İçinde bulunduğumuz atmosfere bakalım… Birkaç senedir bir türlü üstesinden gelinemeyen ekonomik kriz ve beraberinde gelecek yılları tüketen bir verimsizlik halindeyiz.
Yıllar akıp geçiyor, milli hasıla geriliyor ve pek iddialı olduğumuz dünya liginde yer bulamıyoruz. Bu tabloya eşlik eden ağır bir siyasi gerilim ve kutuplaşma var. Kuralların sürekli olarak bozulması yeniden yazılması ve en nihayetinde hukuk prensibinden uzaklaşma...
İhtiyacımız olan, her şeyden önemli ve öncelikli olarak gerilimin düşmesi ve insanların yaşadığı günden ve yarından emin olması iken geçen her saat tersine işlemeye devam ediyor. Ülke dünden daha gergin ve endişeli; yarın ise bugünü de arayacağı duygusuyla yaşıyor. Öyle de oluyor. Her an yeni bir şok, her gün yeni bir kuralsızlık hayatı kuşatıyor. Bitmiş seçim iptal edilir mi, ediliyor. Hayret. Lakin bitmiyor. Tamı tamına sene-i devriyesinde de o seçimin en önemli aktörlerinden birisi hapis cezası alıyor. Yine hayret!... Bir vakit belediye başkanları teker teker görevden alınmıştı. Unutulan hayret. Geçenlerde banka idaresine bir şampiyon atandı, hayret. Lakin ondan sonra kimler nerelere atandı. Hayret yorgunluğu… Daha bitmedi. Seçim kanunu öyle bir değişecekmiş ki, yine herkes hayret kalacakmış!

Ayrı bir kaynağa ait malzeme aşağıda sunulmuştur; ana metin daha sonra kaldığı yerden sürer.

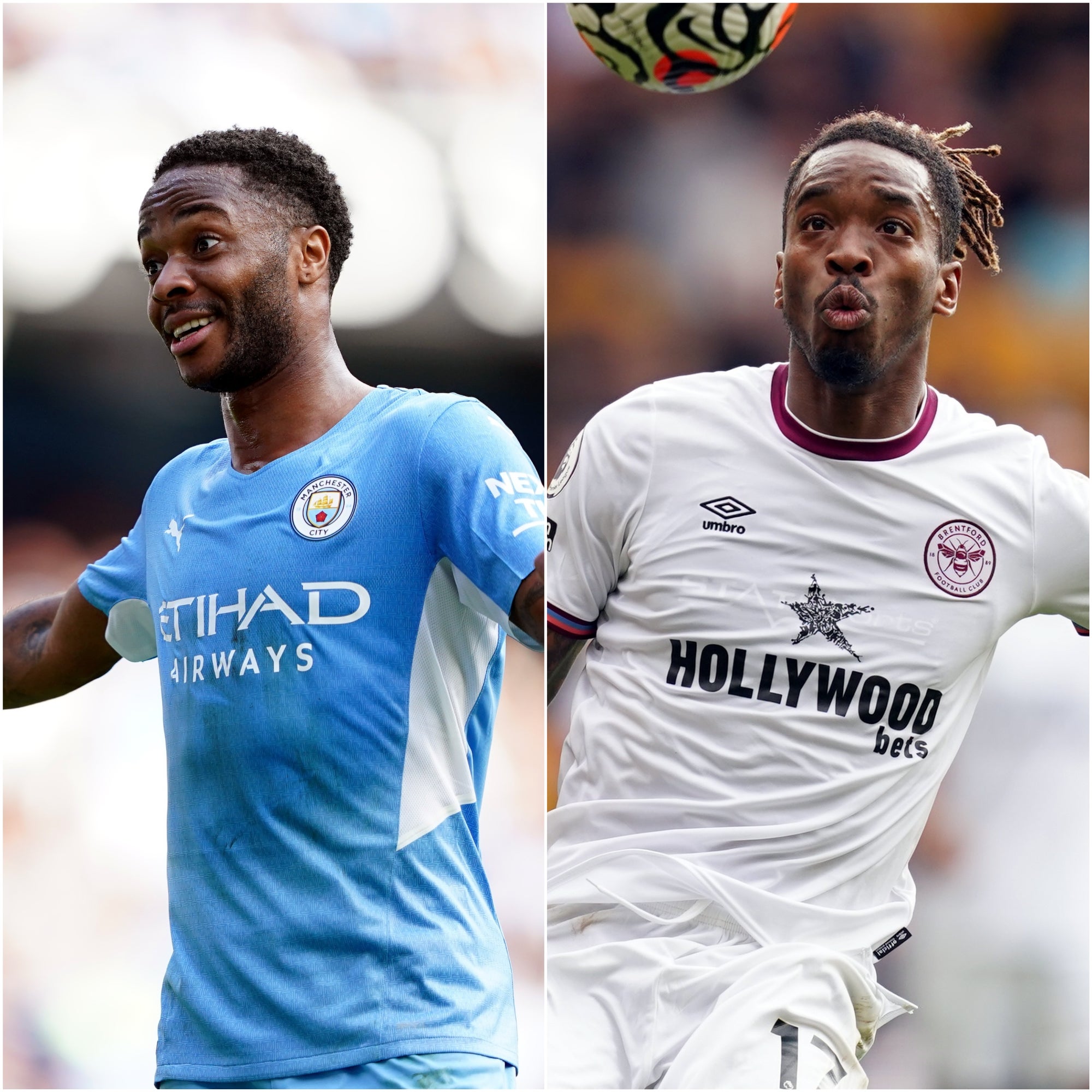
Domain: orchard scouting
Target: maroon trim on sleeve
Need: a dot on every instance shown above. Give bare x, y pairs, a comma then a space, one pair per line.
571, 625
835, 448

Bir hışımla yüzlere çarpan bugünün “Bu kadar olmaz”ı, yarının “Bu da oldu”suna mağlup oluyor. Hayret hayrete galebe çalıyor. Halkalar birbirine eklendikçe zincir uzuyor, şakladıkça şaklıyor.

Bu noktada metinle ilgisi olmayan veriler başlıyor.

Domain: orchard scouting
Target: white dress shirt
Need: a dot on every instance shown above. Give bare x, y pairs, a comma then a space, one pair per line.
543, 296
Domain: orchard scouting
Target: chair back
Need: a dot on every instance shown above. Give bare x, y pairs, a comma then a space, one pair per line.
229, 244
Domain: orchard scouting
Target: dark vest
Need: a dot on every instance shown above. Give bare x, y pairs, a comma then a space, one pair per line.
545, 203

Siyaset, hukuk, ekonomi aynı ocakta eritilip su verilen sağlam bir gürz gibi seçilen hedeflerin tepesine iniyor.
İndikçe çıkardığı sese kulak veren olmuyor. Kötülük; umursamazlık, korku ve bencillik üzerinden her sahaya nüfuz ediyor. Ne kimse bir başkasının yaşadığı haksızlık, hukuksuzluğa dertleniyor, ne de oradan çıkan menfaate çöreklenmekten haya ediyor.

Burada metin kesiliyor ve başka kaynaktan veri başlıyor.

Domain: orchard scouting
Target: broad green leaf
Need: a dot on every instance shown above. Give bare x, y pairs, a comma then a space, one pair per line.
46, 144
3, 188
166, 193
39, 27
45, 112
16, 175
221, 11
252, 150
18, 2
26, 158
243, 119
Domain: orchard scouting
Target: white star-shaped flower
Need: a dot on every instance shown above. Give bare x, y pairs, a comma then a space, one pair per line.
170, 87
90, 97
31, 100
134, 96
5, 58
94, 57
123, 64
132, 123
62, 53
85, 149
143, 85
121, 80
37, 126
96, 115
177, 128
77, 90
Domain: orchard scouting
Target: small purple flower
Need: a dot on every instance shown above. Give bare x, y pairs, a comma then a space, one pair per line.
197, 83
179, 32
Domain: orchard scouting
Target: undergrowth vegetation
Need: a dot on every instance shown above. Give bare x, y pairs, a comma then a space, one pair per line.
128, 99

Fikir, düşünce, yenilik bir işaretle suç aletine dönüşüyor. Yalan, çarpıtma, hile ve hamaset, aklı kovalıyor.
Sıradanlık, yardakçılık, seviyesizlik kurum kurum kurulurken, akıl, bilim ve kalite çile çekiyor. Çabalayanın, direnenin canı yanıyor, onları canı yandıkça iyilik için çabalamak acizliğe dönüşüyor. Seviyesizlik, kalitesizlik ve sırtını güce dayayan yılışıklık kolaylıkla zaferden zafere koşuyor.
Hukuksuzluk, kuralsızlık sıradanlaştıkça hukukun, kuralın, bilhassa hakikatin nasıl bir şey olduğu hafızalardan siliniyor. Sınır tanımaz bir kazanma arzusu ve güç toplama iştahı insanı insan yapan, insanları bir arada tutup toplum haline getiren bütün değerleri kemiriyor. Bu karşı konulmaz iştahtır ki hayadan, ahlaktan, edepten gelen şaşırma hissini yok ediyor. Şaşırmaktan çekinen, hayretini gizleme zaruretine mahkum bir toplum olur mu, oluyor.
Adım adım, yavaş yavaş, sessiz sessiz…
Atmosfere bir daha bakalım… Bakalım da meselenin gündelik hay huydan daha derinde olduğunu, kayıtsız bir alışkanlıkta toplumu kemirdiğini görelim. Ezberdeki değerler, zihinlerden siliniyor, sahipsizlikten bir köşeye siniyor.
Ayağa kalkması gereken, sahteleri pazarı doldurmuş o kadar değer ve prensip var ki; onlar yerde sürünürken sonunda kimse kazanamayacak. Hakikat eli kolu bağlı dururken kimse aralıksız tebessüm edemeyecek. Hiçbir şeyi umursamayan bari bu hakikati umursasın. Bakarsınız kaybetme korkusu vicdanlara söz geçirir.